The statement from the Nigeria Labour Congress and the Trade Union Congress came as confusion remained over whether a threatened shutdown of oil production will occur in Africa's top oil exporter. A major oil workers union had promised to stop production at midnight Saturday in solidarity with the demonstrations, jeopardising the country's production of 2.4 million barrels of oil a day.

During negotiations on Saturday between the unions and government, organisers asked the government to restore an estimated US$8 billion (Dh29.3b) a year in fuel subsidies that keep gasoline prices low in Africa's most populous nation, the statement said. The government countered by promising to lower prices slightly, the unions said.

The talks broke down just before midnight, and the unions said that demonstrations against the government's decision would resume today.

President Goodluck Jonathan did not show up for a meeting with union representatives held at the presidential villa in Nigeria's capital Abuja, nor did Vice President Namadi Sambo. Instead, the nation's Senate president and its House speaker represented the government along with other officials.

It was unclear whether any additional negotiations between the government and the unions would be held yesterday.

The strike began January 9, paralysing the nation of more than 160 million people. The root cause remains gasoline prices: President Jonathan's government abandoned subsidies that kept gasoline prices low on January 1, causing prices to spike from 45 cents per litre to at least 94 cents per litre. The costs of food and transportation also largely doubled in a nation where most people live on less than $2 a day.

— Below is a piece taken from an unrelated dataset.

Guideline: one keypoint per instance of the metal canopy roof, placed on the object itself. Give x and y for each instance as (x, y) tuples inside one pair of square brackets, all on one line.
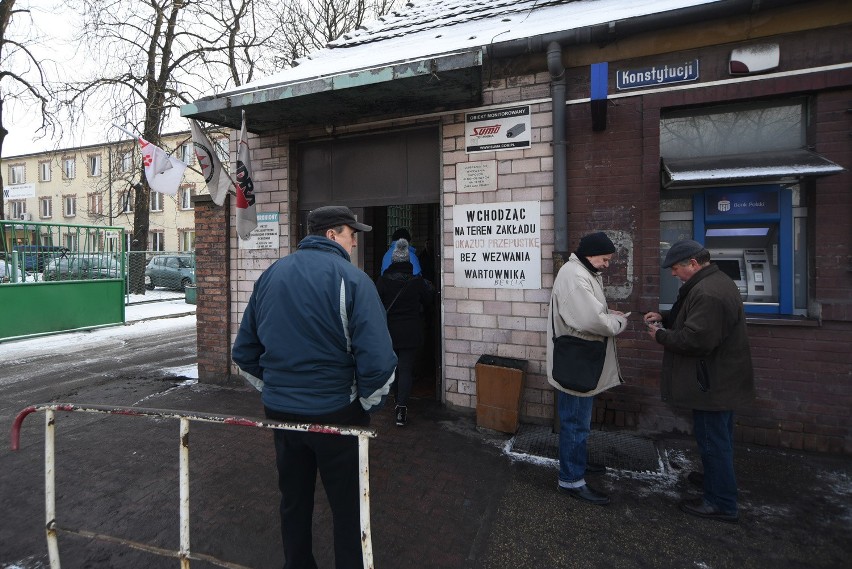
[(432, 84), (745, 168)]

Anger over losing one of the few benefits average Nigerians see from living in an oil-rich country, as well as disgust over government corruption, led to demonstrations across this nation and violence that has killed at least 10 people. Red Cross volunteers have treated more than 600 people injured in protests since the strike began, the International Committee of the Red Cross said Friday.

The Petroleum and Natural Gas Senior Staff Association of Nigeria threatened Thursday to stop all oil production in Nigeria at midnight Saturday over the continued impasse in negotiations. The association said Thursday it had supported the strike in solidarity, but wanted to hold off until midnight Saturday to pull its workers from the fields over the financial damage that could be done by production shutting down.

Though the president of the Nigeria Labour Congress said the production shutdown would not take place late Saturday, oil workers' association president Babatunde Ogun and other union officials have been unavailable for comment.

The association's ability to enforce a shutdown across the swamps of Nigeria's southern delta to its massive offshore oilfields remains in question. Much of Nigeria's land-based oilfields remain largely automated and an increasing amount of production comes from large offshore oilfields far from the country's coasts.

But the threat of a strike caused jitters on global oil markets Friday. Even if strikers are only partially successful, fears of tightened global supplies could raise oil prices by $5 to $10 per barrel on futures markets next week. Gasoline prices would follow.

The Nigeria Labour Congress and the Trade Union Congress called for a brief hiatus on demonstrations this weekend, allowing Nigerians to leave their homes to stock up on gasoline, food and other supplies. However, the mood remains tense in a nation already uneasy over a wave of sectarian attacks by a radical Islamist sect that have killed at least 67 people since the start of the year, according to an Associated Press count.

The unions addressed that concern in their statement, saying: "We are ... not campaigning for 'regime change."'

"The labour movement is wedded to democracy, therefore, anybody or group that wants a change in the political leadership of the country at whatever level should do so through the ballot box," the groups said.

However, tension could be felt at an Armed Services Remembrance Ceremony held Sunday in Nigeria's capital Abuja. The programme, aired live on the state-run Nigerian Television Authority, showed a sombre Mr Jonathan attending. An announcer also tried to relax the crowd ahead of a 21-gun salute.

"Please, it is a part of the ceremony, don't panic," the announcer said.